- Location: Gachie, Kiambu Disctrict, Kenya Colony
- Date: October 7, 1952; 73 years ago
- Target: Chief Waruhiu
- Deaths: 1
- Perpetrators: Mau Mau rebels

= Assassination of Waruhiu =

1952 murder in Gachie, Kenya

On 7 October 1952, 'Chief Waruhiu (a senior tribal chief of the Kikuyu people) was murdered near Gachie, seven miles from Nairobi.

Waruhiu was a notable loyalist to the British administration in Kenya. He had grown up in poverty in a family of tenant farmers, and had survived the 1899 famine in Kenya with the help of the Gospel Missionary Society (GMS), an American Baptist society which had a mission in Kambui. Baptised by the Rev Willian Knapp (a Baptist minister born in Connecticut) in 1913, Waruhiu was a devout Christian (for instance refusing to eat meat slaughtered in accordance with Kikuyu custom) and became increasingly prominent in his locality. By 1922, he had been appointed as chief of the Ruiru location, a role in which he remained until his death. He concurrently acted as chief of the Githunguri division from 1930, and as chief of the Kiambu district from 1951 (in each case also until his death). Waruhiu was highly thought of by the colonial administration; in 1927 he was described by the British District Commissioner as "probably the most reliable official headman I have, as regards carrying out his duties", whilst another Commissioner noted in 1943 that Waruhiu was "serious-minded and sound in his ideas [...] executively outstandingly efficient". Waruhiu received a number of awards for his service, ultimately including the MBE, and was considered thoroughly loyal to the British authorities.

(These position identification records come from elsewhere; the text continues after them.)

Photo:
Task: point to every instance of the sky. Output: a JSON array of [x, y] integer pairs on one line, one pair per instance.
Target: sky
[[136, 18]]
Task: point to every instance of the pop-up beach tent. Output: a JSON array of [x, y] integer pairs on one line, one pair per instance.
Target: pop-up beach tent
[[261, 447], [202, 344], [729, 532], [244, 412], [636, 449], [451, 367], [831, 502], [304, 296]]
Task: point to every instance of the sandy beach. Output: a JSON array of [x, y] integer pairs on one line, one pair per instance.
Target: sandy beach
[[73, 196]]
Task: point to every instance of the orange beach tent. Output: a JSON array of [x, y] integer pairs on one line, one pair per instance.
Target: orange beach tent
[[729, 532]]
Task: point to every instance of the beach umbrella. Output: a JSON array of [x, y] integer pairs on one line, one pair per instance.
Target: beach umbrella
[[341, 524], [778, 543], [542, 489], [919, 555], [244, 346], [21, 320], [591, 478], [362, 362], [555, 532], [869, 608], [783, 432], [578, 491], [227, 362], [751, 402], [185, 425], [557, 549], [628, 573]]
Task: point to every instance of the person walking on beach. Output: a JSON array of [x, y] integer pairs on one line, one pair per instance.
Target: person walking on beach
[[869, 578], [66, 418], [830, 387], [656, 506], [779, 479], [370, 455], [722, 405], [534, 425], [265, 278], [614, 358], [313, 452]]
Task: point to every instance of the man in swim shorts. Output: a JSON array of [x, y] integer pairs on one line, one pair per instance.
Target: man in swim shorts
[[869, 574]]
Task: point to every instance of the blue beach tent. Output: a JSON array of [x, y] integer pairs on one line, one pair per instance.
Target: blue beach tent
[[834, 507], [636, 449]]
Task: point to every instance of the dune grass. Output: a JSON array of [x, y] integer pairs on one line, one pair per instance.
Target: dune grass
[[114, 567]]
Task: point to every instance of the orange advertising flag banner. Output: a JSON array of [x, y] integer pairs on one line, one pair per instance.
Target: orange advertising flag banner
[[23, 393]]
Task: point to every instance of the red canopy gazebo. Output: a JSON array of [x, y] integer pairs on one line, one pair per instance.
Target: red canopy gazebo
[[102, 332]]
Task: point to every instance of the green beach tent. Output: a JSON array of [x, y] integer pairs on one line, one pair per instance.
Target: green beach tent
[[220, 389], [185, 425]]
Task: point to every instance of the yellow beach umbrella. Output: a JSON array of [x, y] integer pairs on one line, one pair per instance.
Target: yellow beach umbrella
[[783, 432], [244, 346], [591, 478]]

On 7 October 1952, near the town of Gachie, a location seven miles outside Nairobi, Waruhiu's car was stopped by three gunmen who shot him at point blank range. Waruhiu had publicly condemned the Mau Mau movement shortly before his death; Mau Mau had become increasingly notorious for violent murders of British colonists and loyalist Africans over the previous years. The authorities captured and tried 14 suspects for Waruhiu's murder, the majority affiliated in some way with Mau Mau. Of the fifteen, five were discharged by the magistrate for lack of evidence; three of the remaining nine were tried at the Supreme Court for Waruhiu's murder, and the remaining six for conspiracy to commit murder. The six who had been charged with conspiracy were all set free after the judge ruled that the sole prosecution witness was unreliable (though they were subsequently detained under the Emergency Regulations then in force across the colony as a result of Mau Mau). Of the three men charged with Waruhiu's murder, one was released whilst the remaining two (Gathuku wa Migwe and Waweru wa Kamundia) were found guilty and sentenced to death. Both men had confessed to the killing, though they later alleged that the confessions had been procured through torture.

At Waruhiu's funeral, mourners included the chief's family, various Kenyan leaders, thousands of Kikuyu tribesmen, and a number of dignitaries from the colonial administration. Governor Evelyn Baring called him "a great man, a great African and a great citizen of Kenya, who met his death in the service of his own people and his Government."